The Angel army begins to glow, trapping the Doctor in her very own magical girl transformation sequence and… are those? Is she? She IS! Our favourite Time Lord has not only been unceremoniously drafted back into the Division, she’s now a Weeping Angel to boot. And that, bar a Marvel-style mid-credits scene that shows us Vinder and Bel getting ever closer to reuniting, makes for one whopper of a cliffhanger. The ending credits music is missing the ‘da-da-da-dum’ – perhaps because now that she’s an Angel, the Doctor’s hearts are no longer beating?
There’s a lot to digest here, because we still have so many unanswered questions and the ‘Next Time’ teaser doesn’t begin to answer any of them – although it does at least tease the return of Kate Stewart squaring off against the Grand Serpent, putting to bed my lingering curiosity about what the Doctor’s earthbound chums are up to during all of this.
It’s still a little unclear what the Angels’ plan was. It’s suggested that they arrived via meteorite in 1901 and promptly attacked everyone in the village, presumably displacing them in time and then laying low underground. One of their number then catches up to Claire more than a century later, sending her back to the village circa 1965 where, you’d expect, the Angels would be waiting to apprehend her – except they don’t strike until 1967, on the day the Doctor shows up. Is it possible that the Doctor was their target all along, despite the rogue Angel’s claims?
For as tense and engaging as the scenes in Jericho’s house were, and as exciting as the episode’s climax proved to be, it’s a shame that Yaz and Dan were pretty much wasted in this episode. Much of what they got up to could charitably be described as “wandering about”, and hopefully they’ll have a meatier share of the story next week. The teaser hints at a big leap forward in their personal timelines and shows Yaz breaking into some sort of tomb, so fingers crossed.

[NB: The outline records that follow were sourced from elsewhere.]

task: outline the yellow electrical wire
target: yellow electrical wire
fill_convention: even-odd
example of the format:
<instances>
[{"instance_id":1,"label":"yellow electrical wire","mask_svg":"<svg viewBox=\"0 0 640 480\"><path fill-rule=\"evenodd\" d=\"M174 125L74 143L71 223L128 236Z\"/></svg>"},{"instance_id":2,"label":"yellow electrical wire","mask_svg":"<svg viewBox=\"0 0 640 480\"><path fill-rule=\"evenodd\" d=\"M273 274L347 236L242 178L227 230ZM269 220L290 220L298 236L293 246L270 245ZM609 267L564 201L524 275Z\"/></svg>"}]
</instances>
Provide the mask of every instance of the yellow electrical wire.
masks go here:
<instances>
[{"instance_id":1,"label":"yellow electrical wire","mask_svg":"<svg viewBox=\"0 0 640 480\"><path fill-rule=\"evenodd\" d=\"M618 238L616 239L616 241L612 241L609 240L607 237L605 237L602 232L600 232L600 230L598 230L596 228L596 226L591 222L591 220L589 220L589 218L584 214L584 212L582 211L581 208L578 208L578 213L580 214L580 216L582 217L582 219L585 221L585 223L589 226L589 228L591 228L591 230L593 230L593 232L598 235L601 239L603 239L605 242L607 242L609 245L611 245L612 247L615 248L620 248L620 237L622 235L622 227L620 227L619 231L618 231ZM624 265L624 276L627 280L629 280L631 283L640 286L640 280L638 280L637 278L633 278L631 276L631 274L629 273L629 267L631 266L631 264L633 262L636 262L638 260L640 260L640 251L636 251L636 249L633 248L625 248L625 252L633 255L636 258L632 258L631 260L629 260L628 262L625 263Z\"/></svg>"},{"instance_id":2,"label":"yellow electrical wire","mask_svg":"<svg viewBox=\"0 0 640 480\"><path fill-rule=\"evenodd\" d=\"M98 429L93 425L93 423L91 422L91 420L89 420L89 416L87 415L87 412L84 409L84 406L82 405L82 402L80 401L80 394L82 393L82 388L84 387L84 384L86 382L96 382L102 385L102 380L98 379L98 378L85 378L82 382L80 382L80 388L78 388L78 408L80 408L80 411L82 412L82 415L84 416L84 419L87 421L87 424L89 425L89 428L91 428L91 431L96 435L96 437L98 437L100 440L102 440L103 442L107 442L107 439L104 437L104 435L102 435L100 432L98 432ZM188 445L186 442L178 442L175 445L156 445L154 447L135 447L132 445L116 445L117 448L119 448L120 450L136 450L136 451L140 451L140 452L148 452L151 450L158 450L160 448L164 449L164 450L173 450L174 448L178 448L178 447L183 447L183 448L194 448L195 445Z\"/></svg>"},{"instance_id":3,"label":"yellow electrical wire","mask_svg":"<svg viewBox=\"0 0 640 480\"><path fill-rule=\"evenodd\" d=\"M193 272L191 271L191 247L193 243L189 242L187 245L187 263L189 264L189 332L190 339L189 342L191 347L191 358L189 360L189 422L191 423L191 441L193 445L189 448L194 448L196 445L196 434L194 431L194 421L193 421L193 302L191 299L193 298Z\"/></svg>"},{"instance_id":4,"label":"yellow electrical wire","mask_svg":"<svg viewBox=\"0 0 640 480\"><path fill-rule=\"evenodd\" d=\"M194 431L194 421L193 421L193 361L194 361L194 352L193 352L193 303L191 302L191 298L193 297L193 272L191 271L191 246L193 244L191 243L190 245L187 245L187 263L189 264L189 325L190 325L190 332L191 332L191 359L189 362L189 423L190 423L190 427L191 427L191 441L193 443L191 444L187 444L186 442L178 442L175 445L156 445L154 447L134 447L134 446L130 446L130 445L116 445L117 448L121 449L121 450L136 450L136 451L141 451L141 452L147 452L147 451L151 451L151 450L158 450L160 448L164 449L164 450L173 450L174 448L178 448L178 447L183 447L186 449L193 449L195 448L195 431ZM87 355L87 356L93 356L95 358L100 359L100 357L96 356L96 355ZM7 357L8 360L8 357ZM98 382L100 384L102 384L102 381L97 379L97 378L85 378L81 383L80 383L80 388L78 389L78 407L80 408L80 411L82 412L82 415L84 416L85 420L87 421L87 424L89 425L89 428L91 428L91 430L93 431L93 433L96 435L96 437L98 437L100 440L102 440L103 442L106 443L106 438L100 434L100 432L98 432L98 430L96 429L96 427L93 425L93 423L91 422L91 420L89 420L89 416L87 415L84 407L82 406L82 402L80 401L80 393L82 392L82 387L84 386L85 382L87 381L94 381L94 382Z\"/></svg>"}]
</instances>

Some Angel inconsistencies and other quibbles aside, this is a strong episode weighed down only by its lacklustre use of the companions, with some effective scares and yet more plot revelations to chew over. Why is the Division still operating if Gallifrey has been destroyed? What of Claire, surrounded by Angels in 1967? How long before someone cosplays as Weeping Angel Whittaker? More importantly, with only two episodes to go, can Doctor Who: Flux stick the landing? We’re coming close to finding out…
Doctor Who: Flux continues on Sunday the 28th of November on BBC One, BBC iPlayer and BBC America.